Data Locality: HPC vs. Hadoop vs. Spark

Diagram Notes: 1. Yellow documents are map outputs 2. Not shown is that Hadoop spools map outputs to disk before reduce task reads them, whereas Spark keeps the map outputs in RDDs.

The big advance Hadoop brought over classic High Performance Computing (HPC) is data locality. Hadoop brings the compute to the data. (HPC compensates by having faster interconnects such as Infiniband and high-bandwidth storage.)

The big advance Spark brought over Hadoop is storing data in each node's RAM instead of each node's disk. Spark's leveraging of data locality is very similar to that of Hadoop's: namely, computation is assigned to occur where the data resides.

Except Spark 1.2 is set to improve that a bit. In a just published paper, AMP Lab contributor Shivaram Venkataraman et al propose assigning the reduce task to the node that happens to have the largest map output, thus minimizing data movement.

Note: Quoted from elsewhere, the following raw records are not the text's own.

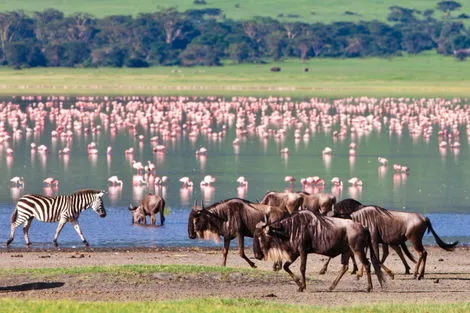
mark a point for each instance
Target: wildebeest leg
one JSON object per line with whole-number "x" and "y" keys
{"x": 241, "y": 250}
{"x": 225, "y": 251}
{"x": 303, "y": 268}
{"x": 375, "y": 247}
{"x": 384, "y": 257}
{"x": 295, "y": 278}
{"x": 361, "y": 255}
{"x": 277, "y": 266}
{"x": 355, "y": 268}
{"x": 325, "y": 267}
{"x": 418, "y": 245}
{"x": 402, "y": 258}
{"x": 344, "y": 268}
{"x": 26, "y": 227}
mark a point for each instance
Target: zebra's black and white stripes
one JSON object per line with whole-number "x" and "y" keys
{"x": 62, "y": 209}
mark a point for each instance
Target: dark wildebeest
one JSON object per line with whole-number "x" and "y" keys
{"x": 344, "y": 209}
{"x": 230, "y": 219}
{"x": 305, "y": 232}
{"x": 292, "y": 200}
{"x": 149, "y": 206}
{"x": 395, "y": 228}
{"x": 318, "y": 202}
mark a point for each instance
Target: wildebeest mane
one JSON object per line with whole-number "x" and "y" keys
{"x": 345, "y": 207}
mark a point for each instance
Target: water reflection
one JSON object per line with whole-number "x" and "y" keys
{"x": 247, "y": 142}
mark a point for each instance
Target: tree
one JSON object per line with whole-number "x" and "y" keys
{"x": 196, "y": 54}
{"x": 448, "y": 6}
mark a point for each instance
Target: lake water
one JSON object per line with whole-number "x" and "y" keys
{"x": 405, "y": 131}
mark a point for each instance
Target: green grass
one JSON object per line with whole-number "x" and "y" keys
{"x": 424, "y": 75}
{"x": 307, "y": 10}
{"x": 213, "y": 305}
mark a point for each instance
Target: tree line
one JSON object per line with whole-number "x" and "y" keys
{"x": 206, "y": 37}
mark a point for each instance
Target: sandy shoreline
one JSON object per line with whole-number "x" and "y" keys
{"x": 447, "y": 278}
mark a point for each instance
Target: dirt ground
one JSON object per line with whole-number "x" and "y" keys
{"x": 447, "y": 278}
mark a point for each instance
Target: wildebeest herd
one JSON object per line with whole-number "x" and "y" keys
{"x": 288, "y": 225}
{"x": 284, "y": 226}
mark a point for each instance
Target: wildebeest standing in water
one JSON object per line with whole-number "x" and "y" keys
{"x": 395, "y": 228}
{"x": 318, "y": 202}
{"x": 230, "y": 219}
{"x": 149, "y": 206}
{"x": 305, "y": 232}
{"x": 344, "y": 209}
{"x": 292, "y": 200}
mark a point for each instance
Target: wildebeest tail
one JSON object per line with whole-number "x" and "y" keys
{"x": 375, "y": 262}
{"x": 13, "y": 216}
{"x": 407, "y": 252}
{"x": 440, "y": 243}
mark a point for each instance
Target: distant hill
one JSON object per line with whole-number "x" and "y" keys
{"x": 310, "y": 11}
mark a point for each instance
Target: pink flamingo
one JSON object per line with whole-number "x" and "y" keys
{"x": 354, "y": 181}
{"x": 115, "y": 181}
{"x": 17, "y": 181}
{"x": 336, "y": 181}
{"x": 51, "y": 181}
{"x": 242, "y": 182}
{"x": 289, "y": 179}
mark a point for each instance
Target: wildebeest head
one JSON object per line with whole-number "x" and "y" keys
{"x": 203, "y": 224}
{"x": 267, "y": 242}
{"x": 97, "y": 204}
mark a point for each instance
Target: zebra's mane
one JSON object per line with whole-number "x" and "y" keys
{"x": 85, "y": 191}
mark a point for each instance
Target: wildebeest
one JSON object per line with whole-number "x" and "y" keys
{"x": 305, "y": 232}
{"x": 149, "y": 206}
{"x": 230, "y": 219}
{"x": 395, "y": 228}
{"x": 318, "y": 202}
{"x": 292, "y": 200}
{"x": 345, "y": 208}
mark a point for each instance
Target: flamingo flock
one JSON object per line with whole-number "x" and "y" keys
{"x": 156, "y": 122}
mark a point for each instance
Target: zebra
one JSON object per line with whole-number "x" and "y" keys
{"x": 62, "y": 209}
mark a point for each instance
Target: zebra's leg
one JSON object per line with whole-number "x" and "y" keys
{"x": 58, "y": 230}
{"x": 79, "y": 232}
{"x": 26, "y": 226}
{"x": 12, "y": 234}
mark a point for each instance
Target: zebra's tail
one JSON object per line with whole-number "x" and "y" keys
{"x": 13, "y": 216}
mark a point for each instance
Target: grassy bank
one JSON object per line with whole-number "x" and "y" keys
{"x": 125, "y": 269}
{"x": 213, "y": 305}
{"x": 427, "y": 75}
{"x": 303, "y": 10}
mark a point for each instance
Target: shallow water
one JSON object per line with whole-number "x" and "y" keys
{"x": 437, "y": 185}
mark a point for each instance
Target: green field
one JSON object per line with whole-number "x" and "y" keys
{"x": 212, "y": 306}
{"x": 205, "y": 305}
{"x": 306, "y": 10}
{"x": 424, "y": 75}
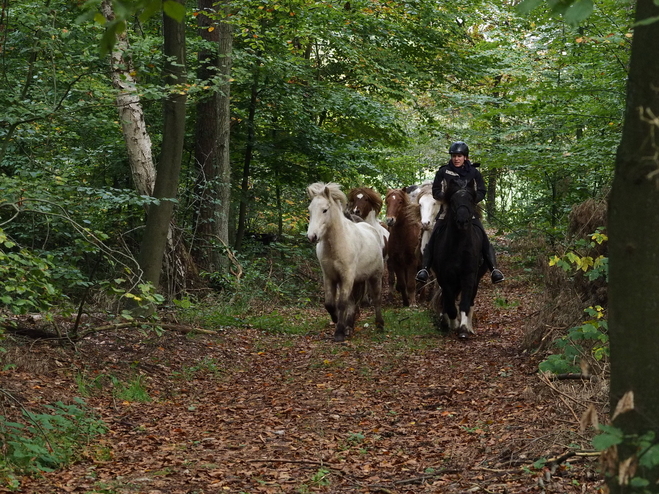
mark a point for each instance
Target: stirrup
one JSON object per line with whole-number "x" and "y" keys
{"x": 422, "y": 275}
{"x": 497, "y": 276}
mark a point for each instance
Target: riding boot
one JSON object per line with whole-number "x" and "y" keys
{"x": 491, "y": 261}
{"x": 424, "y": 273}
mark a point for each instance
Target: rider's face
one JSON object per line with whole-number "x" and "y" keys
{"x": 458, "y": 160}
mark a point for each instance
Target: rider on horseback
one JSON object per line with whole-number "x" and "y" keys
{"x": 458, "y": 168}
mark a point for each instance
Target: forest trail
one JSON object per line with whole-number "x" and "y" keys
{"x": 254, "y": 412}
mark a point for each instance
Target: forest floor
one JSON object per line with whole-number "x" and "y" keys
{"x": 410, "y": 410}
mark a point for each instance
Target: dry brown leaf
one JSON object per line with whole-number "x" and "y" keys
{"x": 625, "y": 404}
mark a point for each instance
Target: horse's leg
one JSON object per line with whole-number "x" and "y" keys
{"x": 375, "y": 287}
{"x": 401, "y": 284}
{"x": 330, "y": 298}
{"x": 345, "y": 307}
{"x": 449, "y": 308}
{"x": 469, "y": 289}
{"x": 410, "y": 274}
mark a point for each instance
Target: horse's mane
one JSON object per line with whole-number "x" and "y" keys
{"x": 336, "y": 193}
{"x": 411, "y": 209}
{"x": 373, "y": 196}
{"x": 424, "y": 190}
{"x": 471, "y": 188}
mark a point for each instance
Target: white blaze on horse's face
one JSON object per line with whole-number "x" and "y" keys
{"x": 428, "y": 208}
{"x": 355, "y": 210}
{"x": 390, "y": 219}
{"x": 319, "y": 216}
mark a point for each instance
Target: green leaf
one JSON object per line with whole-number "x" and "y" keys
{"x": 578, "y": 11}
{"x": 150, "y": 9}
{"x": 650, "y": 458}
{"x": 639, "y": 482}
{"x": 610, "y": 437}
{"x": 527, "y": 6}
{"x": 648, "y": 21}
{"x": 174, "y": 10}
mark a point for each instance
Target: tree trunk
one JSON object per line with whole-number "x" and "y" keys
{"x": 212, "y": 143}
{"x": 634, "y": 259}
{"x": 249, "y": 149}
{"x": 160, "y": 214}
{"x": 131, "y": 114}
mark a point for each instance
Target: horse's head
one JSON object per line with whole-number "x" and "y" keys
{"x": 363, "y": 200}
{"x": 428, "y": 207}
{"x": 327, "y": 200}
{"x": 461, "y": 197}
{"x": 396, "y": 202}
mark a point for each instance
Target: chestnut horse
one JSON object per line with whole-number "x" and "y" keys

This advance is currently slated for Spark 1.2, in Jira ticket SPARK-2774

There are other advances described in the Venkataraman et al paper, namely, when sampling subsets of data such as BlinkDB does, Spark could greedily take whatever data happens to be present on nodes with available compute, and call that the sample. There is no set Spark release for that feature, which the paper calls KMN.